Here, by contributing to the changing the methodology of jihad, is a lasting impact for al-Awlaki. The grand plans of 9/11 and the earlier Bojinka Plot were replaced by “lone wolf” or self-radicalized individuals, the intervention of which is vastly more challenging. The “propaganda of the deed”, or the signaling value of an attack, shifted from a group activity to an individual calling for would-be jihadists.
Meleagrou-Hitchens looks at three cases where al-Awlaki had a demonstrable impact on jihadists: Umar Farouk Abdulmutallab, Nidal Hassan, and Zachary Chesser. It is interesting to see how al-Awlaki impacted these three individuals who were all at different stages of radicalization, and for different reasons, in their respective lives.
Al-Awlaki provided a sense of self for these three individuals at a time when they were experiencing identity changes or life crises. Abdulmutallab, who would go on to be the “underwear bomber”, was a zealous convert trying to find his place amidst London’s Islamist landscape. Hassan, a U.S. Army officer who attacked Fort Hood, lost his parents and rediscovered Islam, but found himself struggling to reconcile the uniform with his “war-on-Islam” conspiratorial worldview. Chesser, also a convert, found al-Awlaki to be a guide on his personal journey.

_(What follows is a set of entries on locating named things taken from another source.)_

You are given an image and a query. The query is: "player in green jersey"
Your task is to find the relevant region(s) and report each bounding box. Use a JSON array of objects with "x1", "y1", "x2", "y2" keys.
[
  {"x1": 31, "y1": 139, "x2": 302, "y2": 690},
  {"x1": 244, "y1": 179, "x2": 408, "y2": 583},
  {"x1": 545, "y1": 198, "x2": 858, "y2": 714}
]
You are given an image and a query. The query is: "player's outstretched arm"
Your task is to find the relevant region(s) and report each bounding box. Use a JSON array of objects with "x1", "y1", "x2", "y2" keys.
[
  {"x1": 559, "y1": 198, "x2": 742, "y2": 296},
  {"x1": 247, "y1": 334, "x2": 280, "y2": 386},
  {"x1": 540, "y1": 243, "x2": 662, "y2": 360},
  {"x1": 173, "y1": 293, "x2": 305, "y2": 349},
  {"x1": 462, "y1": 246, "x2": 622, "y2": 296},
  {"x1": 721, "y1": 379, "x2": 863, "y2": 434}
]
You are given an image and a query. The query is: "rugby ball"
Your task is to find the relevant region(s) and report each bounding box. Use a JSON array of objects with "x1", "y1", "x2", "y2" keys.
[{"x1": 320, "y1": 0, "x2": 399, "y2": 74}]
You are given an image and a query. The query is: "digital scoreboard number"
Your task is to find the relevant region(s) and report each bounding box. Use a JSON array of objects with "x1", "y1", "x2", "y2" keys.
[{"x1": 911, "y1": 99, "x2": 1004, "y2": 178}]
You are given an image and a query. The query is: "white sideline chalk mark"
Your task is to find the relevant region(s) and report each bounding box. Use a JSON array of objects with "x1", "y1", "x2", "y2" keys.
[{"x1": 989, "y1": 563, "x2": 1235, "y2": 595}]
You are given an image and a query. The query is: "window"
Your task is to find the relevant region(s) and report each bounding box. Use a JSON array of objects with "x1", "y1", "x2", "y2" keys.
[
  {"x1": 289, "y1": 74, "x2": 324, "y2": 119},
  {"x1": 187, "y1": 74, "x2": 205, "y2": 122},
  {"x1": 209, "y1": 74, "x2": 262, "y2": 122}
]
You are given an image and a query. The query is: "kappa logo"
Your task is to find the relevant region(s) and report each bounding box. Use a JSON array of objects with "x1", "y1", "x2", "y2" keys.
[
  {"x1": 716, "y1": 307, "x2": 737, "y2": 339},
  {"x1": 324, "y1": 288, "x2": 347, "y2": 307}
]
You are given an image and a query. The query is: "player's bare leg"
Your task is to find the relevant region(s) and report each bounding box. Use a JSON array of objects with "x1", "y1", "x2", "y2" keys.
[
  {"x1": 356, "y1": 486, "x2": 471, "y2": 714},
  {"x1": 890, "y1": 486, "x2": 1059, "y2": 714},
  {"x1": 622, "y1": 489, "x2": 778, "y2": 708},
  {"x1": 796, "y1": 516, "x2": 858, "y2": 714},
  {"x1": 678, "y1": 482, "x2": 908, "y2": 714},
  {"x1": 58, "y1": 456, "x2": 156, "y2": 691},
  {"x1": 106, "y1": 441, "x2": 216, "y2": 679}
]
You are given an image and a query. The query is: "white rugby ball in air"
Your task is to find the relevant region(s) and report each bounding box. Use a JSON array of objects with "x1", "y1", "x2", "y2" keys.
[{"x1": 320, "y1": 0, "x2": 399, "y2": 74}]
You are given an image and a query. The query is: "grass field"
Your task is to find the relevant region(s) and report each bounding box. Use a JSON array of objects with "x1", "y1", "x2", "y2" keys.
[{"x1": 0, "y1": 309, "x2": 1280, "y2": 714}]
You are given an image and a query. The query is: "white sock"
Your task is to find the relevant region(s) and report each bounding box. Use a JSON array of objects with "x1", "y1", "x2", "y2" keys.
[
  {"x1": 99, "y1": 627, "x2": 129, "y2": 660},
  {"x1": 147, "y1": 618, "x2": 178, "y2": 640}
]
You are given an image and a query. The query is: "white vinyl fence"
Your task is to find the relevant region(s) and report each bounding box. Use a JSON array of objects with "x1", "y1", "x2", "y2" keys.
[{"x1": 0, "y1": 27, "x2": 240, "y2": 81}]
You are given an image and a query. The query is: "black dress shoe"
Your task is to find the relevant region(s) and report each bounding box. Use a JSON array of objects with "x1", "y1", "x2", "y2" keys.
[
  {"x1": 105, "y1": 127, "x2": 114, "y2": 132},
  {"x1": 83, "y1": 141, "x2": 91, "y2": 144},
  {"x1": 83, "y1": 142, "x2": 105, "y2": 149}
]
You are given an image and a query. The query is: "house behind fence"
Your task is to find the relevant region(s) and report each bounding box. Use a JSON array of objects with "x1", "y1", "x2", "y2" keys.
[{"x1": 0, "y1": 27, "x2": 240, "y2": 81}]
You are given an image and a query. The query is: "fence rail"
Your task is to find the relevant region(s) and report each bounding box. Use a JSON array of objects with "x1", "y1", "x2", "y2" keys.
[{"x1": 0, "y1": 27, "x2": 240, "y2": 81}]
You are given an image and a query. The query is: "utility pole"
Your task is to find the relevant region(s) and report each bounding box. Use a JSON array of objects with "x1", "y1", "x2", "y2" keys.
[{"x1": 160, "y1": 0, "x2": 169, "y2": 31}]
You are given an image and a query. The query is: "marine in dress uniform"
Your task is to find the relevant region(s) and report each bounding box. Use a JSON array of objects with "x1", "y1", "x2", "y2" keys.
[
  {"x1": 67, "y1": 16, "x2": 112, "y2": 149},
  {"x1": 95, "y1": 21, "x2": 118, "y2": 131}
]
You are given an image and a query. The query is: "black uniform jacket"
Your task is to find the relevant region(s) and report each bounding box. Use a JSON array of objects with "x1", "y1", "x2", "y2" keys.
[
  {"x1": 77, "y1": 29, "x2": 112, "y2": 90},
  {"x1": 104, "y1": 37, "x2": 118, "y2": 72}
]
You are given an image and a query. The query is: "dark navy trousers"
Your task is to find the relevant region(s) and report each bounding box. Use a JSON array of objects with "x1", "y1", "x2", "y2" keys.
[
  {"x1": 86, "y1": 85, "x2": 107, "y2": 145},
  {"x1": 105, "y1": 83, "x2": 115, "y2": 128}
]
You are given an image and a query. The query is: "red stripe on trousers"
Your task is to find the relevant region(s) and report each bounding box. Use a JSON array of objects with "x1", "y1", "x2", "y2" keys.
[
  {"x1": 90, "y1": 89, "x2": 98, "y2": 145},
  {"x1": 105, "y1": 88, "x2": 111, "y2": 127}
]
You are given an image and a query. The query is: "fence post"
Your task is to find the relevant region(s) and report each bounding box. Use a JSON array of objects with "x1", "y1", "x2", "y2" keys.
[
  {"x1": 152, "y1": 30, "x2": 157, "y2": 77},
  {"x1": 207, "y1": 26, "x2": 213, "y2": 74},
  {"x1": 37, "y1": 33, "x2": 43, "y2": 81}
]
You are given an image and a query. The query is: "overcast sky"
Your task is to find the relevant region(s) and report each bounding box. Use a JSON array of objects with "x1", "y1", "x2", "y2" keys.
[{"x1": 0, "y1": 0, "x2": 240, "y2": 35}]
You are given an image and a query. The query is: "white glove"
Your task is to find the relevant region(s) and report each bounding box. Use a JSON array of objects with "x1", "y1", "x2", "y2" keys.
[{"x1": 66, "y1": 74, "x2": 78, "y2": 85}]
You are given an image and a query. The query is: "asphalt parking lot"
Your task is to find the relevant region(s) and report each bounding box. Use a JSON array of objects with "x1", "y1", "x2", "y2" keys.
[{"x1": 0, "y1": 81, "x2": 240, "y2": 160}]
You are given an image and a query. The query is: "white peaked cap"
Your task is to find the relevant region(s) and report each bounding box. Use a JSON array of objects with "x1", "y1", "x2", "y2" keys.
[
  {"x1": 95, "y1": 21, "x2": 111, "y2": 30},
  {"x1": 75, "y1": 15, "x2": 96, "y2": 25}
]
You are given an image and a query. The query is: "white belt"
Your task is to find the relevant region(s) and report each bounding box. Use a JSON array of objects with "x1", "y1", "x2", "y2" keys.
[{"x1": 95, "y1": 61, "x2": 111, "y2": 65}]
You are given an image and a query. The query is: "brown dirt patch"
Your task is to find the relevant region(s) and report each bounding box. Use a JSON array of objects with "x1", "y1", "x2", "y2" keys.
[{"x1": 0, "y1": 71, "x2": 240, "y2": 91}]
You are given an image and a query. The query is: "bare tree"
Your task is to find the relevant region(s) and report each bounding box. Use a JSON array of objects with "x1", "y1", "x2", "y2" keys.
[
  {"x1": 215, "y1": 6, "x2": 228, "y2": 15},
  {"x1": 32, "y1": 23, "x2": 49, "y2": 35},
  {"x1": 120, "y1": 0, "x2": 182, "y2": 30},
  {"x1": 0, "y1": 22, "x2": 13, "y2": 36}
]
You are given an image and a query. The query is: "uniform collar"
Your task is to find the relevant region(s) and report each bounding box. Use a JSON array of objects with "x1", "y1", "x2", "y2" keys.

Meleagrou-Hitchens sums up al-Awlaki’s impact thusly: “Using his unique storytelling style, he connected and interwove history, religion, and feelings of injustice into a convincing narrative and in the process created a platform for Salafi-Jihadist praxis in the West”.
Al-Awlaki’s legacy and impact will be with us for generations to come, and Meleagrou-Hitchens provides a welcome framework for understanding what he said and what his impact was, and will likely be, going forward.